CF 909F - AND-permutations

We must construct two completely different permutations of the numbers 1...N. For the first permutation p, every position i must receive a different value, and the bitwise AND of the position and its assigned value must be exactly zero.

codeforcescompetitive-programmingconstructive-algorithms

CF 909F - AND-permutations

Rating: 2500
Tags: constructive algorithms
Solve time: 4m 11s
Verified: yes

Solution

Problem Understanding

We must construct two completely different permutations of the numbers 1...N.

For the first permutation p, every position i must receive a different value, and the bitwise AND of the position and its assigned value must be exactly zero.

For the second permutation q, every position i must again receive a different value, but now the bitwise AND must be strictly positive.

The input contains only one integer N, up to 10^5. That immediately rules out any search over permutations. Even an O(N^2) construction would be unnecessarily expensive. We need a direct constructive pattern that fills the permutation in linear time.

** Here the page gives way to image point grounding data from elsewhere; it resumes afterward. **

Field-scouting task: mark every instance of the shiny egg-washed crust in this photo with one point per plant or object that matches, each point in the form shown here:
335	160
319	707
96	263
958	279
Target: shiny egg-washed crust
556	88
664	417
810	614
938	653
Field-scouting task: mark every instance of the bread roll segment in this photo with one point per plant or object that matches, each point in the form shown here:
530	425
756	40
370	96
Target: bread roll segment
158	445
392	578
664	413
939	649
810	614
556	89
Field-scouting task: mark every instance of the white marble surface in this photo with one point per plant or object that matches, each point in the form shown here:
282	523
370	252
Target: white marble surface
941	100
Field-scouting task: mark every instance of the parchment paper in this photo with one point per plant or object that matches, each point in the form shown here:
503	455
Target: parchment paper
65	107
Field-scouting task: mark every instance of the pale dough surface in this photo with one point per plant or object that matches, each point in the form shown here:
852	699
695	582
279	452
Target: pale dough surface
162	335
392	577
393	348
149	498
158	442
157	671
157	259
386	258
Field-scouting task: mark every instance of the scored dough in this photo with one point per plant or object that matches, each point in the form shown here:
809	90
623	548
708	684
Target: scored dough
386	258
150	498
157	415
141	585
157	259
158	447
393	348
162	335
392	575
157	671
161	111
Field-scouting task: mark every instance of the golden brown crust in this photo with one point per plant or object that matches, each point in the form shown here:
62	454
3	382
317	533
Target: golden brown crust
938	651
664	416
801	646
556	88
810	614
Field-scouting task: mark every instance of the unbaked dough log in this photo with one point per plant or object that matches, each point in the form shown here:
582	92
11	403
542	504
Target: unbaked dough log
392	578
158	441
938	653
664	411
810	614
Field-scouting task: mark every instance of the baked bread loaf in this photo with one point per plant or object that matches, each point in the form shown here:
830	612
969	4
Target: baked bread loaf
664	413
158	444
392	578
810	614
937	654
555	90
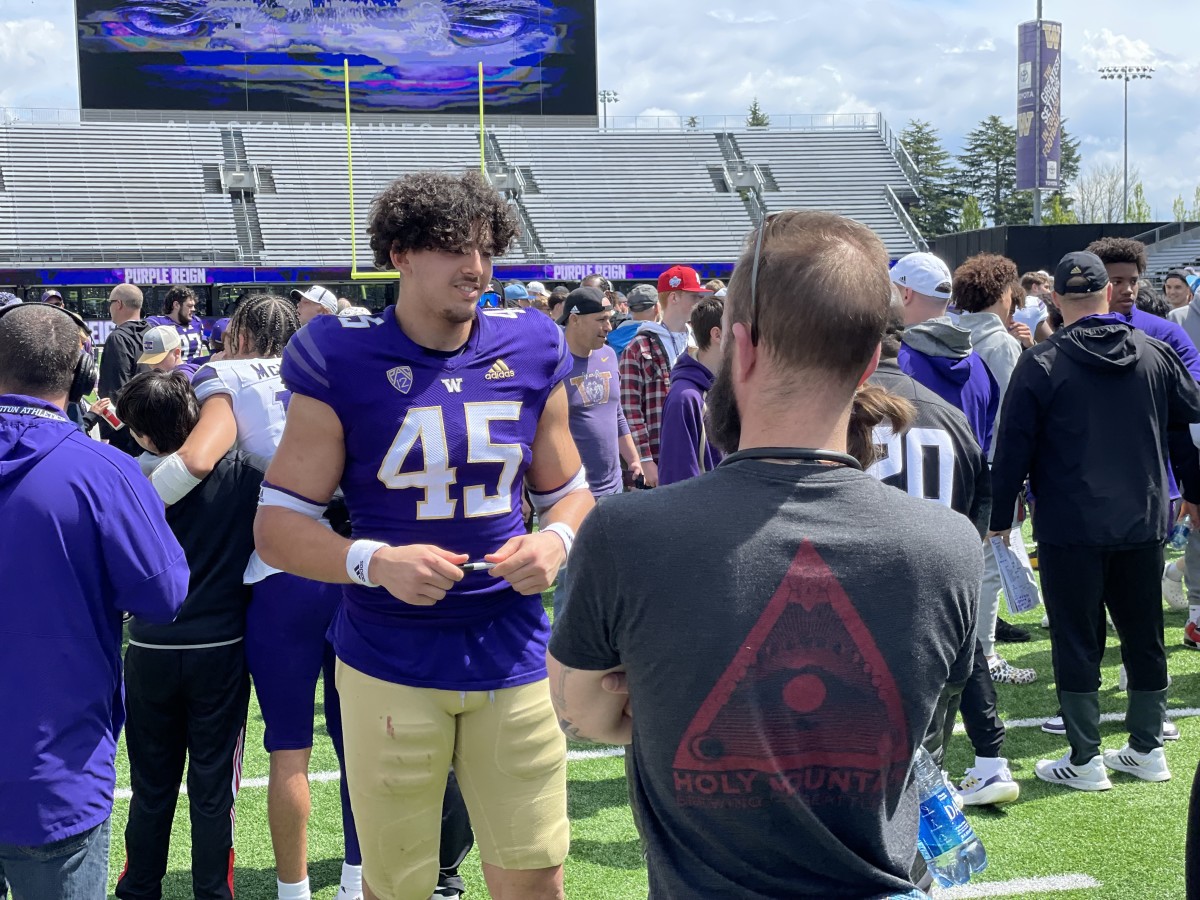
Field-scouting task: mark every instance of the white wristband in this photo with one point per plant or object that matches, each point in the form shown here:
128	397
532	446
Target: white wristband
172	480
565	532
358	562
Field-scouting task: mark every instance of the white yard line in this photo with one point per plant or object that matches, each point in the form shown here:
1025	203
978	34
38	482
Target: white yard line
1173	714
1018	887
124	793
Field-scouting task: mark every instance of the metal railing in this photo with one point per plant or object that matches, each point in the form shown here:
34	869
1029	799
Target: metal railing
807	121
1164	232
898	150
906	222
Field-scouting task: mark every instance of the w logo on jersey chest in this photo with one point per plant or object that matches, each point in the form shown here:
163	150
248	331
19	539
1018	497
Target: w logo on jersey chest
401	378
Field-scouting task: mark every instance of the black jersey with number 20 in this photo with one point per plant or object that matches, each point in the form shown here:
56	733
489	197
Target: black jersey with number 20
939	457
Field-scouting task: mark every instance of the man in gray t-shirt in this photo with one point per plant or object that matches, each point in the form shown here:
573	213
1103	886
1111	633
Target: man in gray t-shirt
783	672
785	652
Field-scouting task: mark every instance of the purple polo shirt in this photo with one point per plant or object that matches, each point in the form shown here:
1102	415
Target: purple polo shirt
83	537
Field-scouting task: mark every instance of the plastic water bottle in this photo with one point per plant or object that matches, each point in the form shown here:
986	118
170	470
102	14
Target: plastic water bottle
1180	533
946	839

The first non-obvious edge case is odd N in the first task. Every odd index ends with a binary 1. To obtain i & p[i] = 0, the value assigned to an odd index must be even. When N is odd, there are more odd numbers than even numbers, so at least one odd index cannot receive a distinct even value. For example:

N = 3

Indices 1 and 3 are odd, but only one even value exists, namely 2. No solution exists.

The second important edge case is when N is a power of two in the second task. Consider N = 8. Number 8 has only its highest bit set. Inside the range 1...8, the only number sharing that bit is 8 itself. Since fixed points are forbidden, position 8 cannot be assigned any valid value. The same argument works for every power of two.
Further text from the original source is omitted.